News that, as a result of Liberal Democrat MP Jo Swinson’s campaign against “overly perfected and unrealistic images” of women in advertising, L’Oréal had been forced to pull their ad campaigns featuring Julia Roberts and Christy Turlington because they’d been airbrushed was hailed as tremendous progress in the ongoing protest against the way in which women are presented – and addressed – by the advertising industry.  And it was.  The case proved that, even in the face of the world’s largest cosmetics company (with annual revenues of €19.50 billion), personal protest was still worth making.

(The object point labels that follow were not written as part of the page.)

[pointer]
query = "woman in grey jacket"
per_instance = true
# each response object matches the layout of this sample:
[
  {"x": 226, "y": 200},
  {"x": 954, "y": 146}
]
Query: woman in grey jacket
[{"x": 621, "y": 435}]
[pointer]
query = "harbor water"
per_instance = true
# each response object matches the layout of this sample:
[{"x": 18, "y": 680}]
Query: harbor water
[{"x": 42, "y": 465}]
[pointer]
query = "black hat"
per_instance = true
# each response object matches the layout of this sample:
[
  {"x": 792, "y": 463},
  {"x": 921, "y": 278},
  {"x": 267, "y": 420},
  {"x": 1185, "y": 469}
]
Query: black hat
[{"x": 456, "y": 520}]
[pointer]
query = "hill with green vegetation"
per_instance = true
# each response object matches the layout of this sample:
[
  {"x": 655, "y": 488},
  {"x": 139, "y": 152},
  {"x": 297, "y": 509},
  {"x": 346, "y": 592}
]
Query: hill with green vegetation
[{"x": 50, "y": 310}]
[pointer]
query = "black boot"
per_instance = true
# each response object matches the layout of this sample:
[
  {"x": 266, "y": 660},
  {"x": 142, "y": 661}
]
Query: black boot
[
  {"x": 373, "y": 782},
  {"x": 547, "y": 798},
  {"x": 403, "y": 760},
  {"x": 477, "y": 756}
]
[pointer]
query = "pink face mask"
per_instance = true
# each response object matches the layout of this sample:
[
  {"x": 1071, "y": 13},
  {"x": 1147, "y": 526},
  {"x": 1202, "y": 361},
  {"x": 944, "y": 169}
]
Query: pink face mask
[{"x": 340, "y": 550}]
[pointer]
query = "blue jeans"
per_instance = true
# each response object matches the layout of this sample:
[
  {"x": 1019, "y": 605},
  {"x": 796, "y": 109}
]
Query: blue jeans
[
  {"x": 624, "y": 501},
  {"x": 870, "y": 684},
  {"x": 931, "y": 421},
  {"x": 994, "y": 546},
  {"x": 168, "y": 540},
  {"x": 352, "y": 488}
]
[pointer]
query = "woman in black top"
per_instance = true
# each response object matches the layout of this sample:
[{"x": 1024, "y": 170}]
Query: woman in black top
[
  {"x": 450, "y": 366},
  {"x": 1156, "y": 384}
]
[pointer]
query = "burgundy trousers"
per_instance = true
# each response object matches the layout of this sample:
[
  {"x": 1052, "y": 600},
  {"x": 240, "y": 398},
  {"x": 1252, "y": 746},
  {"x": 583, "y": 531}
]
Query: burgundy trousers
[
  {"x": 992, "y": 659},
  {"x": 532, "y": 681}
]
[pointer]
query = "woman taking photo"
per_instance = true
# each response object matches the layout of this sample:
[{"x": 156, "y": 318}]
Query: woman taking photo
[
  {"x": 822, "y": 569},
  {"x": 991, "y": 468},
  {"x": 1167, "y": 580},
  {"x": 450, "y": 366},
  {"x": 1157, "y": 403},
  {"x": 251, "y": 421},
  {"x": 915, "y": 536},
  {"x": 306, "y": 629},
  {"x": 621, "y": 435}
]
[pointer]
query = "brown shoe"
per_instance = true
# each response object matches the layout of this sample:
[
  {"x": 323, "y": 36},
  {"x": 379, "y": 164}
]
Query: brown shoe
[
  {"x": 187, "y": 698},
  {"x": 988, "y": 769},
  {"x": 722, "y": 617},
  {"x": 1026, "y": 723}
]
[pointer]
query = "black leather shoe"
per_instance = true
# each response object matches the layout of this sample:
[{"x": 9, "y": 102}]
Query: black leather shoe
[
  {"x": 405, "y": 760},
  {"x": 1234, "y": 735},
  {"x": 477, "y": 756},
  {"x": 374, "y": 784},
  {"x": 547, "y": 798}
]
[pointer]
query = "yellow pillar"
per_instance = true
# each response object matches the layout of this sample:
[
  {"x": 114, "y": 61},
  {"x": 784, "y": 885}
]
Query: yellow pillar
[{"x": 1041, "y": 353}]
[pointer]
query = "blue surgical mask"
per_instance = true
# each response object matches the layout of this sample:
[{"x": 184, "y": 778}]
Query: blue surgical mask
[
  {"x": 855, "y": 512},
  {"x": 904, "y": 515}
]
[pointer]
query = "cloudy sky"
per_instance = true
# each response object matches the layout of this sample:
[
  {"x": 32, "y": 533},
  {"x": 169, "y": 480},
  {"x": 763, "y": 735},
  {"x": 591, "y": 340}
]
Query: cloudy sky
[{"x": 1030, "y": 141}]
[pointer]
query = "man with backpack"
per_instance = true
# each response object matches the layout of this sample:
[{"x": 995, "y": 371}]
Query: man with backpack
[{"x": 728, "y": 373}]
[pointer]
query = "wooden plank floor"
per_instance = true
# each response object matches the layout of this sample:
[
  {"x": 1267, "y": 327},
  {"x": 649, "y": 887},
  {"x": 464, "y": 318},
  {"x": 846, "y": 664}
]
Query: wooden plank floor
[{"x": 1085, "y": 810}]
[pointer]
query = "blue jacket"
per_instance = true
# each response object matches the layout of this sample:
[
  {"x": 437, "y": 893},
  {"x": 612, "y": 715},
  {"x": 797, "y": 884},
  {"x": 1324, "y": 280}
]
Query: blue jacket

A good sign, but we all know that the promises made by cosmetics companies are false.  No one actually expects to emerge from the bathroom looking like Christy Turlington because they smeared their faces in Maybelline’s latest foundation, The Eraser.  Acknowledging the fact that cosmetics companies lie is a progressive step, but it’s only a small one.  In adverts aimed at both women and men, women are patronised at best and murdered at worst.  They’re gang-raped, mutilated, cast as objects and subjects of paedophile fantasy, and degraded.  They’re accessories to men and their demands.

Even those trying to use advertising for the benefit of women fare little better.  The Breast Cancer Foundation, instead of displaying mastectomy scars deemed off-putting by focus groups, decided instead to use a single-breasted, nippleless plastic doll and perfectly symmetrical breasts of models painted with colourful cartoons suggesting all women were concerned with was their skin, hair and the size of their bum when they should be thinking about their health.

I applaud Jo Swinson’s victory and hope it’s the first step of many towards even a semblance of male-female equality in advertising, but it’s not enough.  Women need to demand more.  Change needs to be more radical.  Given the violence to which she may be subjected to sell products, excessive airbrushing is about the most pleasant fate of a woman in advertising.